About that Drake song…
As it turns out, the viral AI Drake/The Weeknd song wasn’t a one-off (surprise, surprise). The AI Hub is a Discord server with over 21,000 members dedicated to producing tracks with AI vocals, including artists like Rihanna, Travis Scott, and Megan Thee Stallion.
Between the lines:
As we mentioned last week, the legal status of cloned AI singers is very unclear. Labels are scrambling to kill these AI albums, even as apps like Musicfy make generating them easier than ever.
I'm far from an expert, but this Q&A with an IP lawyer was a helpful starting point.
If you can’t beat ‘em, join ‘em: Grimes tells her fans to use her voice freely, and she’ll split any royalties 50/50.
Elsewhere in legal stuff:
The Supreme Court declined to hear a challenge to a USPTO decision about AI patents. That means, for the time being, only humans can claim patents1.
OpenAI is trying to trademark GPT. It’s unclear whether they’ll be successful, but “GPT for X” apps should be on notice.
Harvey, a company building generative AI for law firms, is moving forward with a $21M Series A.
FAANG free-for-all
We've repeatedly touched on the conspicuous absence of Apple and Meta from the AI arms race. Now, we have some answers as to why. Not one but two profiles this week detailed Apple and Meta's internal strife and dysfunction in pursuit of AI.
The bottom line:
Not all tech giants are created equal when it comes to building AI. But it's clear that they're all taking this very, very seriously.

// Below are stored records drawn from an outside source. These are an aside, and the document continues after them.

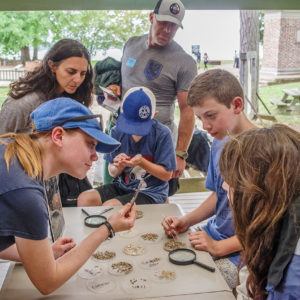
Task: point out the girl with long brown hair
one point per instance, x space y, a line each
262 170
66 137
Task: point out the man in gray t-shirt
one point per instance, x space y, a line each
159 63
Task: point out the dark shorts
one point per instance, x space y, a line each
113 191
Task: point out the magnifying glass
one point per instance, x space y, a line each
93 221
186 257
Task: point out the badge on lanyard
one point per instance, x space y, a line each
130 62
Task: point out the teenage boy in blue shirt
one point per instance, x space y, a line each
217 99
146 154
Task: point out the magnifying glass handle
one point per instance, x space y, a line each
208 268
84 211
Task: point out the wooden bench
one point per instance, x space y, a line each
214 62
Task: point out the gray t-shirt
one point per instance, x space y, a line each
14 114
164 70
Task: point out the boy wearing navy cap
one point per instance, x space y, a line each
146 154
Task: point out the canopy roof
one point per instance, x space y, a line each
12 5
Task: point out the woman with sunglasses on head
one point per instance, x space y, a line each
66 137
65 71
261 171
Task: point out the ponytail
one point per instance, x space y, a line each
27 150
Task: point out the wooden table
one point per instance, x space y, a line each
192 282
290 99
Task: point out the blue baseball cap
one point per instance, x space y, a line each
138 112
68 113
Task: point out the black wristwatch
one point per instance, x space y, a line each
110 229
182 154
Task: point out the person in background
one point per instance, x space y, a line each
157 62
146 155
65 138
217 99
261 171
236 60
64 71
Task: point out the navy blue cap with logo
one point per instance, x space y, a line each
137 112
68 113
170 11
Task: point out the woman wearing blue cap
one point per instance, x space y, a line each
66 137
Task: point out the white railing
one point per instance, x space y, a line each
11 75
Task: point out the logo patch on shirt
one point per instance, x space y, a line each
153 69
144 112
130 62
174 9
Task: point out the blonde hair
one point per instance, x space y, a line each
26 149
262 166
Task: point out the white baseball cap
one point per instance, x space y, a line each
170 11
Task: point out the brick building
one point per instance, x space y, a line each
281 54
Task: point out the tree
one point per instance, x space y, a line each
100 30
97 30
249 42
22 30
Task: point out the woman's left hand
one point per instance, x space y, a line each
201 241
62 246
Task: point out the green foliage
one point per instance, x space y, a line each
97 30
21 29
3 94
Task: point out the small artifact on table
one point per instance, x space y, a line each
139 214
164 275
136 285
121 268
129 233
134 249
173 244
89 272
151 237
104 255
100 285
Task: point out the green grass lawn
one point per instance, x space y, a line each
3 94
275 91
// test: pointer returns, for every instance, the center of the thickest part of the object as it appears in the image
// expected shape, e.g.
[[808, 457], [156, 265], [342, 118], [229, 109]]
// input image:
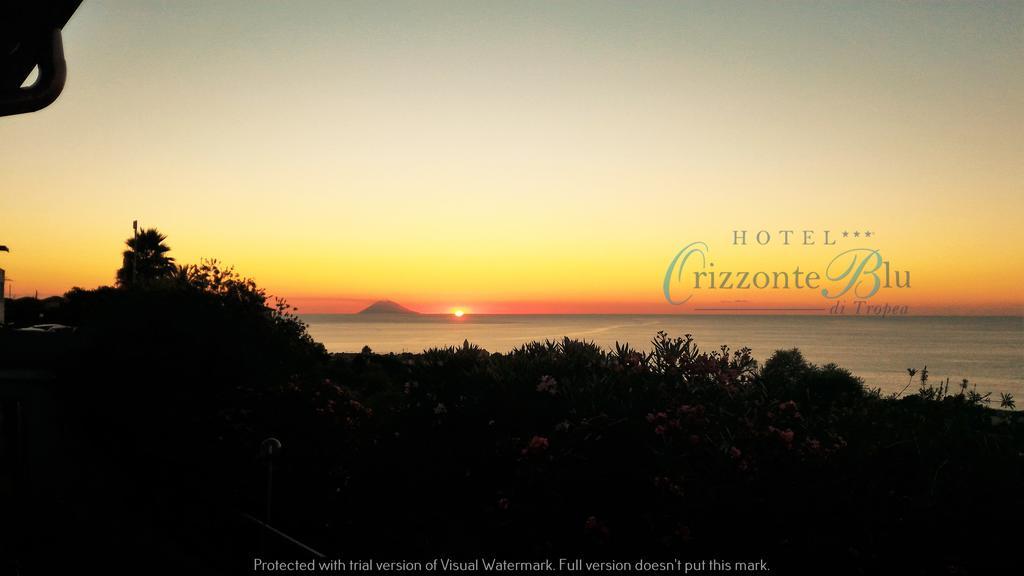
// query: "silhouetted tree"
[[146, 251]]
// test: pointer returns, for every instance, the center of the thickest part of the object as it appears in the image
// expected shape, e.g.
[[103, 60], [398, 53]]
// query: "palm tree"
[[145, 259]]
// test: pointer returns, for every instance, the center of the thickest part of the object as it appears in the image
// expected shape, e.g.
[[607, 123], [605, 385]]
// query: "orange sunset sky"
[[527, 157]]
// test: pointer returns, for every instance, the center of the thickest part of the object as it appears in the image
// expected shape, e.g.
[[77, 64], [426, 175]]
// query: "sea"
[[986, 351]]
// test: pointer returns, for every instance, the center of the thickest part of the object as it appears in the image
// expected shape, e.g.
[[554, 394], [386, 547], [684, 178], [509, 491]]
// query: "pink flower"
[[537, 445], [786, 436]]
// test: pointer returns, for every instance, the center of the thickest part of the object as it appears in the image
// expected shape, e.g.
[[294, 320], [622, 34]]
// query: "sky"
[[527, 157]]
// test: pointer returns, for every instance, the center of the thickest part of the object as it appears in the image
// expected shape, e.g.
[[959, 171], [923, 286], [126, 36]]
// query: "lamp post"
[[3, 284]]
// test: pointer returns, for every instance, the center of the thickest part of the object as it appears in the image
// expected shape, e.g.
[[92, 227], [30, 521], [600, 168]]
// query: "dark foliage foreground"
[[556, 449]]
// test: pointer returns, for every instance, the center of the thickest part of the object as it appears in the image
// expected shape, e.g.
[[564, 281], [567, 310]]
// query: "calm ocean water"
[[988, 352]]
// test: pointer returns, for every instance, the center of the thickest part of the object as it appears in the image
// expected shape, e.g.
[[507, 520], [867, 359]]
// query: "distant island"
[[387, 306]]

The size of the opportunity is pushing some companies to move fast and break things. Snapchat's "My AI" feature, much like Bing Chat, was rolled out this week well before it was ready for primetime.
Luckily, companies are also working on tools to make things safer. Nvidia’s NeMo Guardrails wants to make it easy to build LLMs that are “accurate and appropriate.”
Open source saviors?
Right now, OpenAI is the clear frontrunner in the generative AI space, but there's still some open-source competition. Not one but two open-source ChatGPT alternatives were announced recently - StableLM from Stability AI and HuggingChat from HuggingFace.
Why it matters:
Most likely, these models will perform decidedly worse than OpenAI’s. But if you believe that generative AI should not be in the hands of a few for-profit companies, these open-source efforts are pretty important.
However, there’s still a funding constraint: training state-of-the-art models means spending hundreds of millions or more. We don't know yet how open-source AI will fund itself in the long term.
Though there are efforts to create building blocks to make model development easier. Here’s a look at LAION, a free training dataset of over 5 billion images used by Stable Diffusion and Google.
Things happen
Apple is working on Quartz, an AI health coach. TikTok is working on generative AI avatars. The RNC used AI art in its attack ad against Biden. “As an AI language model” is starting to appear in Amazon reviews. A DHS task force will evaluate how AI can protect the country. The AI business influencer guys must be stopped. China says chatbots must toe the party line.